Slow slip near the trench at the Hikurangi subduction zone

And it has the potential to improve hazard modelling.

Walters talks to Kathryn Ryan about how her study is contributing crucial information to the understanding of earthquake and tsunami risk for New Zealand and worldwide, by shedding light on previously undetected tectonic movements.

Read an edited snapshot of their conversation

KR: We spoke to you last year before the results were in, but they are more exciting than you expected?

LW: Yes they were! It was kind of a high-risk project and I was concerned that we wouldn’t get it to work and about getting some instruments back. But we got all of our instruments back and the data looked much, much better than I ever expected.

KR: Are you seeing things that scientists had not been able to see, record or analyse before?

LW: What we were looking for were basically centimetre-level vertical movements of the seafloor which has been a really, really hard problem to tackle. People have been able to look at metre-level movement – in terms of tectonic movement and so forth, in earthquakes and volcanic events, but on these more centimetre-level plate movements on the sea floor were more difficult to see and we were able to do this.

KR: The slow slip is like a continuous movement that we still call an earthquake, right?

LW: Yes, it’s exactly like an earthquake - and involves more rapid movement along a fault line and a slow slip event is exactly the same thing but the earthquake happens in seconds and the slow slip events can take days to weeks, sometimes even years to occur.

KR: Why is the “Hikurangi Mega Thrust” area of such interest to you?

Well the particular area where we were doing the experiment, which is offshore Gisborne, is of great interest because the slow slip events we observe there are incredibly shallow. So it’s probably one of the best places in the world to really try and understand why these things happen.

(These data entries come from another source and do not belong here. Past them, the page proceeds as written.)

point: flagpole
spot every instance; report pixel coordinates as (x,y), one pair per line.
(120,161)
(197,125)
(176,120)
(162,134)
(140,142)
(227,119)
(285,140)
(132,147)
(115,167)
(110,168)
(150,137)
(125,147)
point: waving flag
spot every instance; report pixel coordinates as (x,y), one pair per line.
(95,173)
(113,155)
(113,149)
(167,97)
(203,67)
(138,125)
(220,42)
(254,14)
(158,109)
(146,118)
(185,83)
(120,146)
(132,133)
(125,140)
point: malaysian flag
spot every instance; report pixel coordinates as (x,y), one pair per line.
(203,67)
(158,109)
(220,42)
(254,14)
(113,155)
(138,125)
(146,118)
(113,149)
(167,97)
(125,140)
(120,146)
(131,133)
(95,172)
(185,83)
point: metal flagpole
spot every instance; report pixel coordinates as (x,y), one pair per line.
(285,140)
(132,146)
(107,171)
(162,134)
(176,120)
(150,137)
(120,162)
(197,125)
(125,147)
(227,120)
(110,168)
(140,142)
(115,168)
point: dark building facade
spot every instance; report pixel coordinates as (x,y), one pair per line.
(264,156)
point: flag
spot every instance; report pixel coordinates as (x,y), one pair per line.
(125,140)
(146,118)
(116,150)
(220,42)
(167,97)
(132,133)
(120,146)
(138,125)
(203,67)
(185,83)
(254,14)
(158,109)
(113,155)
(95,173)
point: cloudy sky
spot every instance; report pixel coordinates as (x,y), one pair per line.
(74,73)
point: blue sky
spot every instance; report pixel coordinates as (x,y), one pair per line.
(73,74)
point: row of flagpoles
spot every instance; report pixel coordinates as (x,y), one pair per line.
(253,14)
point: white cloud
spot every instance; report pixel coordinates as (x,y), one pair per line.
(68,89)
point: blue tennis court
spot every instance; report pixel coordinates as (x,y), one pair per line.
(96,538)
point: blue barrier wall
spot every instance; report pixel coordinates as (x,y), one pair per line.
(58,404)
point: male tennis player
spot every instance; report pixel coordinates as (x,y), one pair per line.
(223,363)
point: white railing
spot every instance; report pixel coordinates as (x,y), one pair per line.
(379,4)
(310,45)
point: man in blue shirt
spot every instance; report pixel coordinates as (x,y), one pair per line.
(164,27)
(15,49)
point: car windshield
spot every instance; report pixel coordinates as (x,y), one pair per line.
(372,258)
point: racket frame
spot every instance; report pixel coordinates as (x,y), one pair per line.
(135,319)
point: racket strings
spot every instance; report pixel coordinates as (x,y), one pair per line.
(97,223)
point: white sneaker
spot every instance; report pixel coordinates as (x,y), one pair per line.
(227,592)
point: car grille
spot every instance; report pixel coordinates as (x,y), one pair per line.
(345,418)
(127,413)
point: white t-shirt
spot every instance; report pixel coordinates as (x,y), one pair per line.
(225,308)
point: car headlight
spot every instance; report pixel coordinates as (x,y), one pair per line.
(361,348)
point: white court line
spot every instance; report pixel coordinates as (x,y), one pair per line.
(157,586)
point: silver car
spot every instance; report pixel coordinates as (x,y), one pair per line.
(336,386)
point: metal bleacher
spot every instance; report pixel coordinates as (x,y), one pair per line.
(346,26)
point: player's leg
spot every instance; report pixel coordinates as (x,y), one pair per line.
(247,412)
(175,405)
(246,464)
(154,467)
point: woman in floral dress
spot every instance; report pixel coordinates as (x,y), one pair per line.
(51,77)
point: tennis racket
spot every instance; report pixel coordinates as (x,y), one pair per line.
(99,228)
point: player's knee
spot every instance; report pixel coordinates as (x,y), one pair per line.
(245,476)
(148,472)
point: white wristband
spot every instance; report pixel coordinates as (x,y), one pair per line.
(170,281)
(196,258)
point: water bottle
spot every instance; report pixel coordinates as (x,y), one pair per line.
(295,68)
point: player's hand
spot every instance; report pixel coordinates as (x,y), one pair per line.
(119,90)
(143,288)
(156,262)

 Most other well-studied slow slip areas are where slow slip events happen very deep beneath the land, like 30-40km deep. So it’s much less accessible. Whereas offshore Gisborne we can have really dense instruments and really observe where these things are happening, we can image the properties of the crust at a very high level and we can actually drill into where they’re happening and sample the rocks and look at the conditions that they’re happening under. [And we can] answer a lot of questions about why these slow slip events occur.